Now some of you might be wondering why it is I’m telling you this. Some of you might be wondering why I ain’t just delving on into the history of the Rutland Railroad like the broadcast schedule says I’d be. Truth is, I’d be remiss in my duties as host of this here show not to address last week’s phone call. You folks know which call it is I’m referring to. I’m referring to the call I received right here on air while I was in the middle of trying to educate you folks about the flood what wreaked havoc throughout Vermont back in November of 1927.
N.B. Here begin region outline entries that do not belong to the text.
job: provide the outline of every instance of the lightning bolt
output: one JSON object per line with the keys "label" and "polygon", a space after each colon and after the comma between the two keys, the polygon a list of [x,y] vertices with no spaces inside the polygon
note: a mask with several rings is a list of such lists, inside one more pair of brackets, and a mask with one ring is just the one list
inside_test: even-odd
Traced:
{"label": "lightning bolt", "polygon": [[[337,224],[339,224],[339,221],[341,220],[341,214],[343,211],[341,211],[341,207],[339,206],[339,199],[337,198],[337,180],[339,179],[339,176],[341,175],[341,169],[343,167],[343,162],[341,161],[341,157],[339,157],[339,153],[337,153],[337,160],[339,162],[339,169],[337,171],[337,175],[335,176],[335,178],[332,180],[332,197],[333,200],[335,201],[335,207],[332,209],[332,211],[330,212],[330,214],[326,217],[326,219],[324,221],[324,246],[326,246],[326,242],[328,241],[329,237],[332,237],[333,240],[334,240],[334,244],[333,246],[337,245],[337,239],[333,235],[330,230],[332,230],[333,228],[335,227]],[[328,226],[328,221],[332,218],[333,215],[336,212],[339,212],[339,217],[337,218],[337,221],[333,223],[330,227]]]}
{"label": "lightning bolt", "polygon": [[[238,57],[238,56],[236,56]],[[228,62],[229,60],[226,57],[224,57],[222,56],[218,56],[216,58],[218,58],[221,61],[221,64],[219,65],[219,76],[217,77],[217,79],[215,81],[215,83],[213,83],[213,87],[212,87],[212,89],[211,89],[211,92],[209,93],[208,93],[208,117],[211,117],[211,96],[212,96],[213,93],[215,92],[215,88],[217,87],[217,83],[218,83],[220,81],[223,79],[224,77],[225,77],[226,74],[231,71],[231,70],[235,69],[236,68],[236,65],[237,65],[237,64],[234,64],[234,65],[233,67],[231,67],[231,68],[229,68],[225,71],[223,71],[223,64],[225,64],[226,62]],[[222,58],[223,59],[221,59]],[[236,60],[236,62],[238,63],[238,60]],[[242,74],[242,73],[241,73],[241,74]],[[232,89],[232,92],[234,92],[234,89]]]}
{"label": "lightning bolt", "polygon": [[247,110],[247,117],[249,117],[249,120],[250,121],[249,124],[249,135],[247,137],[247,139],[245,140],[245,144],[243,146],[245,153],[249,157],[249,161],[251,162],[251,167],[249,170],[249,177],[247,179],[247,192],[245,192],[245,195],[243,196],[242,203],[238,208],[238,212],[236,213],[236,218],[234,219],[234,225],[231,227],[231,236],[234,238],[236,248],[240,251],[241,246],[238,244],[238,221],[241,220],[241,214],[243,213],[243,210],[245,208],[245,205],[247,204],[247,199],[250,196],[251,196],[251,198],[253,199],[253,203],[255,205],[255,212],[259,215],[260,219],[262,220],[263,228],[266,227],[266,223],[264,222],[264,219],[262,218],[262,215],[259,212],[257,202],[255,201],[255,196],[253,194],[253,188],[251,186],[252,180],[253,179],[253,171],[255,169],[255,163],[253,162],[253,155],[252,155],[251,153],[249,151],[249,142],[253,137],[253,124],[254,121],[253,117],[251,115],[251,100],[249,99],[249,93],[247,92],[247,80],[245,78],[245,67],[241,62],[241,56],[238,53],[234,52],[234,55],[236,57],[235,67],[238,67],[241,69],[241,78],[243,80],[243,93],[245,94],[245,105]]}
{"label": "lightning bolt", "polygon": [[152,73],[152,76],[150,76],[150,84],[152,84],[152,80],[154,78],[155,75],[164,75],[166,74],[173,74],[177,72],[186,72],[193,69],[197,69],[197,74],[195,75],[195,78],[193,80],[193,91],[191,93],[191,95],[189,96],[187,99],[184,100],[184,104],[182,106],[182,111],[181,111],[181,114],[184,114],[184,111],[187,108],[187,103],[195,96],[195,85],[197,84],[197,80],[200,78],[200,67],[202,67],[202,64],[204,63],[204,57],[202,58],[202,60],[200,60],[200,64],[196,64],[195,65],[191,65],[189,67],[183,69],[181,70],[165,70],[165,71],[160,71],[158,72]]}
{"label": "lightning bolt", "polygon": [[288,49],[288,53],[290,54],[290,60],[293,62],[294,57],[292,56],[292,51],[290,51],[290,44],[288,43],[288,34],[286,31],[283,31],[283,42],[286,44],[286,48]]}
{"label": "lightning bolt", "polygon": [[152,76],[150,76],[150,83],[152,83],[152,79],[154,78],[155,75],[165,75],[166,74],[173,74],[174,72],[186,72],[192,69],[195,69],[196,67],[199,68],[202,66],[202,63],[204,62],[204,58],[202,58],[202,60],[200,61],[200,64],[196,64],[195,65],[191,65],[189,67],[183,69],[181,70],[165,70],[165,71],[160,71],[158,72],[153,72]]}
Rivers rose up thirteen feet above their normal depth. Over twelve-hundred bridges were destroyed or damaged. The Bolton Valley Dam got washed out altogether. Homes were swept clean away. Barns, too. Livestock drowned and as for the human toll–well, it weren’t nothing to sneeze at. You folks know the statistics. You watched last week’s show. The final tally was upwards of eighty deaths with more than half along the Winooski River basin. Down here in Rutland we didn’t fare much better. Rescue workers evacuated nearly three hundred people living alongside Otter Creek. A family of four died in the process. Couple workers over at the Vermont Marble Company got swallowed up, too, along with the dang barracks. Most of the transmission lines in the area went down as well. Weren’t no communication in or outta Rutland for over a week. When the waters finally receded there was a foot of mud left in some places. Silt and gravel, too. All manner of debris really. Corpses also obviously.

 

Point being, the flood of ‘27 was a major catastrophe. It’s a subject worthy of a little solemnity– and yet this fella decides to call in and spout off some mumbo jumbo about his cousin what drowned after trying to flip off a trampoline into an aboveground pool. Dumb bastard split his head in two and now this fella claims this cousin of his–Kenny–came to him in a dream. Except he says it was like Kenny was actually there, opening the door to his bedroom and slowly stepping in outta the hallway like he was sorry almost for disturbing him. Says Kenny told him another flood’s coming. A flood even greater than that of 1927. “Epic,” said Kenny. “This flood’s gonna be seriously epic,” Kenny said and when this fella woke up the door was open exactly how his cousin left it in the dream and where the dumb bastard had been standing the carpet was all wet.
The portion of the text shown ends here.